Она работала, насколько хватало сил, во всем угождала своим хозяевам, и они, правда, не обижали ее, напротив, хвалили, ласкали, дорожили ею, но все это, пока она могла работать. А чуть силы изменили ей, чуть пришла болезнь – и она им уж не нужна, они жалеют для неё угла, куска хлеба. Значит, они ее нисколько не любят, она и им такая же чужая, как была Нине Ивановне, Постниковым и всем, всем на свете. Она выздоровеет, выйдет из больницы и будет одна, опять совсем одна, как в ту ночь, когда она плакала у ворот Постниковых. К кому она пойдет? Никто ей не обрадуется. У Аксиньи Ивановны есть племянник, которого она на нее не променяет, Федосья Яковлевна взяла вместо неё какую-то старуху и совершенно довольна. Зачем же ей выздоравливать? Зачем жить? Не надо выходить из больницы: здесь и сестры, и сиделки такие добрые, лучше здесь и умереть, поскорее умереть…

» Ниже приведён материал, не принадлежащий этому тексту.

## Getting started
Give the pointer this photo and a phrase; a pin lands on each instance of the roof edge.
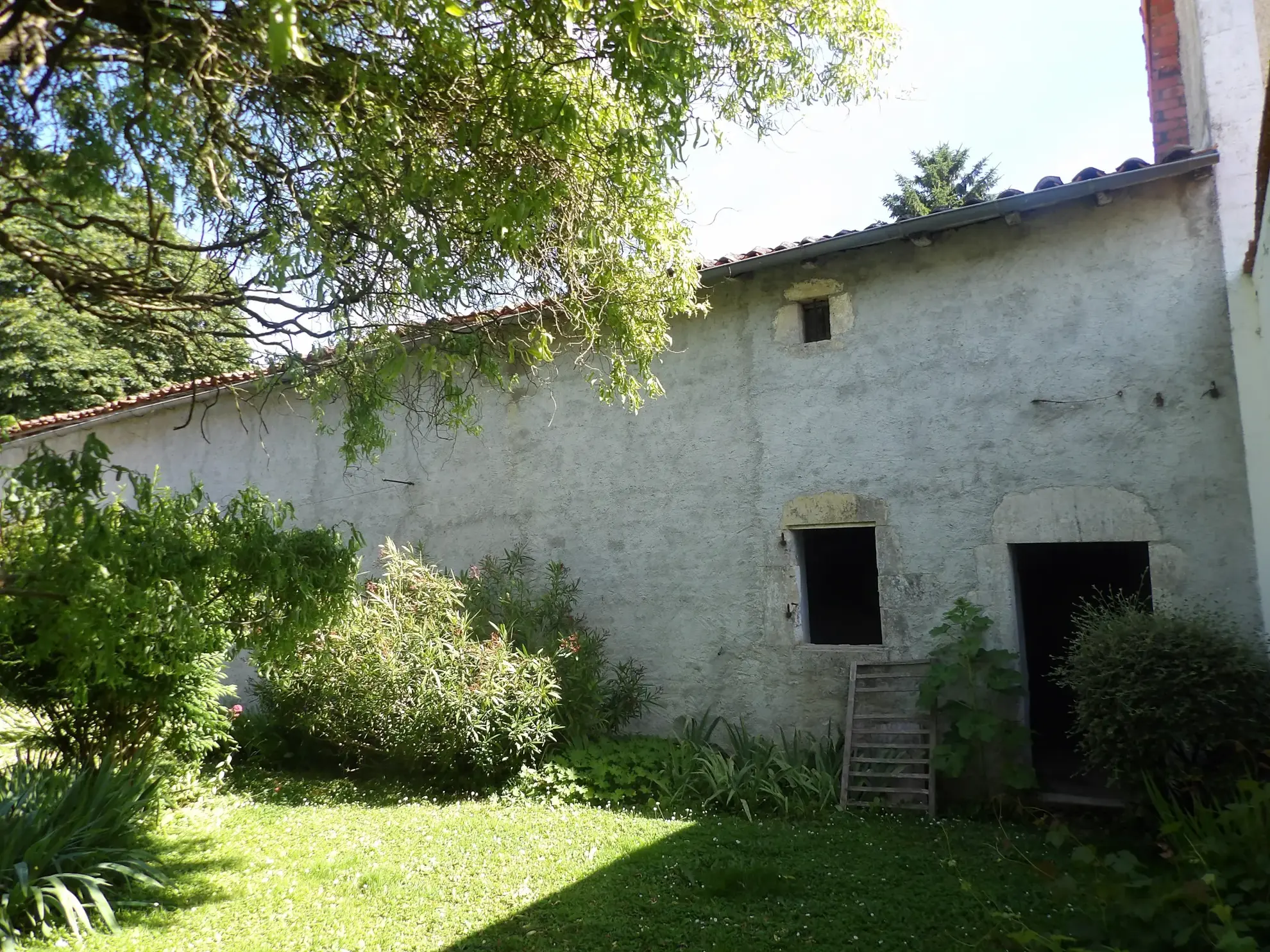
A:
(964, 216)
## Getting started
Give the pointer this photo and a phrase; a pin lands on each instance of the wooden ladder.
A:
(889, 739)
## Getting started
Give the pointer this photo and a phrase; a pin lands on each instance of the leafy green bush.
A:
(623, 771)
(69, 842)
(970, 690)
(596, 697)
(1181, 699)
(1208, 890)
(119, 615)
(405, 685)
(752, 774)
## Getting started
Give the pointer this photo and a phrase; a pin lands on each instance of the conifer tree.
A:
(942, 182)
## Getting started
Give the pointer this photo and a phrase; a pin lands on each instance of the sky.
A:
(1044, 89)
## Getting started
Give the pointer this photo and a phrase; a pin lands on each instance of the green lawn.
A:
(321, 866)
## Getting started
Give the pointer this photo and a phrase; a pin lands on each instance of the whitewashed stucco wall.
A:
(1223, 67)
(921, 406)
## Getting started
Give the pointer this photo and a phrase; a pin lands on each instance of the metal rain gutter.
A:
(963, 216)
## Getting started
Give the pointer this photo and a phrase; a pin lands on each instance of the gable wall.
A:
(919, 415)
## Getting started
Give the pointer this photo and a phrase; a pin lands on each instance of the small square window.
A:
(840, 576)
(816, 320)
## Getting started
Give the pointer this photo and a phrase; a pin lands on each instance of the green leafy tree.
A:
(55, 356)
(364, 168)
(943, 182)
(116, 616)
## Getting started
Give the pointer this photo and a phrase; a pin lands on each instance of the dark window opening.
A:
(816, 320)
(840, 571)
(1054, 580)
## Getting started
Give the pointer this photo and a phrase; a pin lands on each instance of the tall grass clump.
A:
(70, 843)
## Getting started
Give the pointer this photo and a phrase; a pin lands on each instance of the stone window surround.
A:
(833, 510)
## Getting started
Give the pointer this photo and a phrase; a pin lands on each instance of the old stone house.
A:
(1019, 401)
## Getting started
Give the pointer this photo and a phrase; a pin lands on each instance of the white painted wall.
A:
(1223, 74)
(920, 409)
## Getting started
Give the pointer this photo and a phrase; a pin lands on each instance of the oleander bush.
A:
(1180, 699)
(460, 680)
(540, 616)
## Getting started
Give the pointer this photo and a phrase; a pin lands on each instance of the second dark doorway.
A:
(1054, 580)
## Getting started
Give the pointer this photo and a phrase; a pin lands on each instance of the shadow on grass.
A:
(840, 884)
(307, 785)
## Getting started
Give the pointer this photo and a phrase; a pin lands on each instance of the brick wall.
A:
(1164, 76)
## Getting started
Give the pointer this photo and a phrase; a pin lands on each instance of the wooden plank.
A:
(883, 746)
(846, 747)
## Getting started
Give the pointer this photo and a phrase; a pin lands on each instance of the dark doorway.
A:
(840, 571)
(1054, 580)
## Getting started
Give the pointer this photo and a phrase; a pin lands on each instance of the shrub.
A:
(622, 771)
(1178, 698)
(119, 616)
(404, 683)
(1209, 889)
(69, 842)
(754, 776)
(596, 697)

Благодаря лекарствам и укрепляющей пище, которую Анну заставляли насильно проглатывать, слабость её понемногу проходила, но и доктора, и сиделки удивлялись постоянному унынию такой молодой девушки. Обыкновенно, выздоравливающие после тяжкой болезни чувствуют себя как-то особенно радостно: лишний кусочек пищи, разрешенный доктором, позволение не лежать, а сидеть в постели, возможность пройти несколько шагов – все это доставляет им величайшее удовольствие. Они забывают прежние неприятности, им представляется, что жизнь должна непременно пойти хорошо после того, как они так близко видели смерть и так счастливо избавились от неё. Ничего подобного не замечалось в Анне. Напрасно добродушный доктор ободрял ее надеждой на скорое выздоровление, напрасно и сиделки и выздоравливающие больные развлекали ее разговорами, – тусклые глаза её смотрели все так же грустно, бледные губы как будто совсем разучились улыбаться…
Один раз, после обеда, Анна только что заснула после бессонной ночи и целого утра самых тяжелых мыслей, как ее разбудил шум в комнате и плач ребенка.
– Что это такое? – спросила она, приподнимаясь.
– Да вот, – объяснила ей сестра милосердия, – сейчас из Сиротского дома принесли девочку. В детском-то отделении скарлатина и коклюш, так доктор велел пока положить ее здесь, благо у нас нет опасных больных.
Ребенок кричал и плакал, ему давали лекарства, утешали его; но Анна не обращала на это внимания, только досадовала немножко, что ее разбудили.
Ночью она проснулась и опять услышала голос ребенка, но теперь это был не крик, а жалобный стон, прерываемый словами: «Мама, мамочка, приди ко мне! Моя сладенькая мамочка, приди! Где ты? Дай мне ручку, мамочка, дай!» Анна оглянулась. Сиделка, провозившаяся весь день с малюткой и половину ночи с какой-то нетерпеливой больной, задремала в другом углу комнаты и не слышала бедной малютки, которая продолжала стонать и звать свою «мамочку». Анна не могла равнодушно слышать эти стоны. Она настолько окрепла, что уже могла ходить. Всунув ноги в туфли, она тихонько подошла к маленькой больной. Это была девочка лет четырех-пяти; она лежала, разметавшись по постели, на щеках её горел лихорадочный румянец, глаза были закрыты, из запекшихся губок вылетало короткое, прерывистое дыхание.
– Больно мне, мамочка! Больно! – жаловалась она. – Дай мне ручку! Ох, как больно…
Анна тихонько подложила свою руку под пылавшую щечку малютки, и девочка прильнула губами к этой руке, принимая ее за руку матери. Живя у Скороспеловых, Анна научилась обращаться с детьми; теперь она вспомнила все ласки, нежные слова, какими Федосья Яковлевна успокаивала своих птенцов во время их болезней, и попробовала утешить ими больную. Девочка не открывала глаз и в полубреду продолжала принимать Анну за мать.
– Я рада, что ты пришла, мамочка, – говорила она. – Не уходи от меня, не ложись в большой ящик, я боюсь без тебя. Погладь меня еще, мне не больно, когда ты тут…
Анна гладила, ласкала и успокаивала ребенка, пока бедная малютка не затихла и не уснула; но и тогда она не решалась вытянуть свою руку из-под её головки и отойти прочь.